Immunohistochemical staining

The immunohistochemical expression of LAG-3 was analyzed using a tissue microarray (KIN-2, AZUMAYA, Tokyo, Japan). Tissue microarrays consisted of paraffin-embedded tissue blocks constructed by extracting 3-mm cylindrical tissue cores, with appropriate histological findings. All blocks were sliced into Sect. (4 μm thick). After deparaffinization and heat-induced antigen retrieval using 1 mM ethylenediaminetetraacetic acid (pH 9.0), all sections were incubated with 3% hydrogen peroxidase for 10 min to quench the endogenous peroxidase activity. These sections were further incubated with DAKO Blocking Reagent (Protein Block Serum-Free Ready-to-use [Code X0909], DAKO North America Inc., California, USA) at room temperature for 20 min to block nonspecific antigens. LAG-3 antibody (Ab180187, clone EPR4392, diluted 1:1,500; Abcam) was applied as the primary antibody at 4 °C overnight. Secondary antibodies (HISTOFINE Simple Stain MAX-PO MULTI [NICHIREI Code 424,151], Nichirei Biosciences Inc., Tokyo, Japan) were applied at room temperature for 45 min.

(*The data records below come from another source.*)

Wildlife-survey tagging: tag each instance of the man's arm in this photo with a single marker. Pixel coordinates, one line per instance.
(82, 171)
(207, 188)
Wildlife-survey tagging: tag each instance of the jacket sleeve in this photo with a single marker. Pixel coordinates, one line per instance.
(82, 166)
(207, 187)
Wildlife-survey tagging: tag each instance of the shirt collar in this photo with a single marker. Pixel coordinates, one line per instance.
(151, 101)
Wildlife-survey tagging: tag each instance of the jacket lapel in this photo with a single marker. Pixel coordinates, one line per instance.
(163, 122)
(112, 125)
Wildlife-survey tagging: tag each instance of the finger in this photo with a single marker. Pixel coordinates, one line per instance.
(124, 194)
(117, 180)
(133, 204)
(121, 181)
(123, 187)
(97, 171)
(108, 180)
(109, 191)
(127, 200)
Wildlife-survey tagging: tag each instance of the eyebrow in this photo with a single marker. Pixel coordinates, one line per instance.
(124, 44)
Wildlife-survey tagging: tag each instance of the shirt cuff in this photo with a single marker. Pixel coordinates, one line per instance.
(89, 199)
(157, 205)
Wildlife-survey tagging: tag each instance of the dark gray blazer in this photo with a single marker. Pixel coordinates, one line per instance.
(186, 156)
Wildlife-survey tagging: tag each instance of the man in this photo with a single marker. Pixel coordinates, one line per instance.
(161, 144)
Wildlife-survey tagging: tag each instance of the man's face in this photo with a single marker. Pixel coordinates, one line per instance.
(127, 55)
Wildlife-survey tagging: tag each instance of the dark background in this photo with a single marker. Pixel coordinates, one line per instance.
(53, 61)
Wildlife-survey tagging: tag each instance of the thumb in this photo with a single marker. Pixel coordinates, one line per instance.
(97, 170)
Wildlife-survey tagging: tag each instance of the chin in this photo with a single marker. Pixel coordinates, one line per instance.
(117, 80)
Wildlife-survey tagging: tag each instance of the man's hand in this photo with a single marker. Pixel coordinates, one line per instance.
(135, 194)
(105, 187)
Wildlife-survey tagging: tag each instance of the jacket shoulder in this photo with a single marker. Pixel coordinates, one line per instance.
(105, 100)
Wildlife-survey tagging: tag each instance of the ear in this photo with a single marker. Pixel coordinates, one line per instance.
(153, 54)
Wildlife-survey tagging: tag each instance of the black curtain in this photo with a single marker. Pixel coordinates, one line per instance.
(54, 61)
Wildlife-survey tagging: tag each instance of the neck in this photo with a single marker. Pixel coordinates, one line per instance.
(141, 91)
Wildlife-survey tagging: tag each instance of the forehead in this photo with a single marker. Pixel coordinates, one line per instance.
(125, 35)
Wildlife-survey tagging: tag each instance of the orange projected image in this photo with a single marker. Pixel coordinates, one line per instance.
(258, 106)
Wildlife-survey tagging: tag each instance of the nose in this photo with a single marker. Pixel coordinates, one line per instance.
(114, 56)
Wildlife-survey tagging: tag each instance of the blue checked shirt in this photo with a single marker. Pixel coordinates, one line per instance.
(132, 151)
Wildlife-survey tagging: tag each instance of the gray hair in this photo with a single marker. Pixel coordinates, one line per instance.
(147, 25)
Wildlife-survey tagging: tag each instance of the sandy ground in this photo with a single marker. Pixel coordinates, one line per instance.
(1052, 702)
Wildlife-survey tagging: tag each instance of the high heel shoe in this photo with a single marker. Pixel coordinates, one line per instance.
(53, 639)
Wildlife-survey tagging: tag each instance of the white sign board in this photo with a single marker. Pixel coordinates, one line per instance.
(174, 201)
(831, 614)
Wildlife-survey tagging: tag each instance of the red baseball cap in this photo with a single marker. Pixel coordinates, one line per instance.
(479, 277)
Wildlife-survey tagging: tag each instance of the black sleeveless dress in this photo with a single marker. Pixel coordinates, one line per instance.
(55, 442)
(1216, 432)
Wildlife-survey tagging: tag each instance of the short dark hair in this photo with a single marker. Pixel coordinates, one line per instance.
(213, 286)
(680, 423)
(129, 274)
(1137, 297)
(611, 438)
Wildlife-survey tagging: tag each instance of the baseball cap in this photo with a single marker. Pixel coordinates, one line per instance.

The antigen/antibody complex formation was performed in 3,3ʹ-diaminobenzidine tetrahydrochloride and hydrogen peroxidase substrate solution for 10 min and counterstained with hematoxylin for 5 s.

Interpretation of immunohistochemical results

Immunohistochemical staining was performed by two researchers (SZ and MiY) who were blinded to the patients’ data. We defined brown staining of > 20% of TILs as positive LAG-3 expression (Fig. 2) [25].

Fig. 2
figure 2

Correlation between the expression of lymphocyte-activation gene 3 (LAG-3) and overall survival (OS)/progression-free survival (PFS). The correlation was obtained using Kaplan − Meier statistical analysis and log-rank test in patients with ovarian clear cell carcinoma (OCCC).

(a) PFS and LAG-3 expression; (b) OS and LAG-3 expression

Statistical analysis

Statistical analysis was performed using SPSS version 25.0 (SPSS Inc., Chicago, IL, USA). We assessed the correlation between the expression of LAG-3 and patient data using Pearson’s chi-square test or Fisher’s exact test. The Kaplan − Meier method was used to estimate survival curves. The log-rank test was used to assess the differences between the groups. The Cox proportional hazards model was used to analyze univariate and multivariate survival. Statistical significance was set at P < 0.05.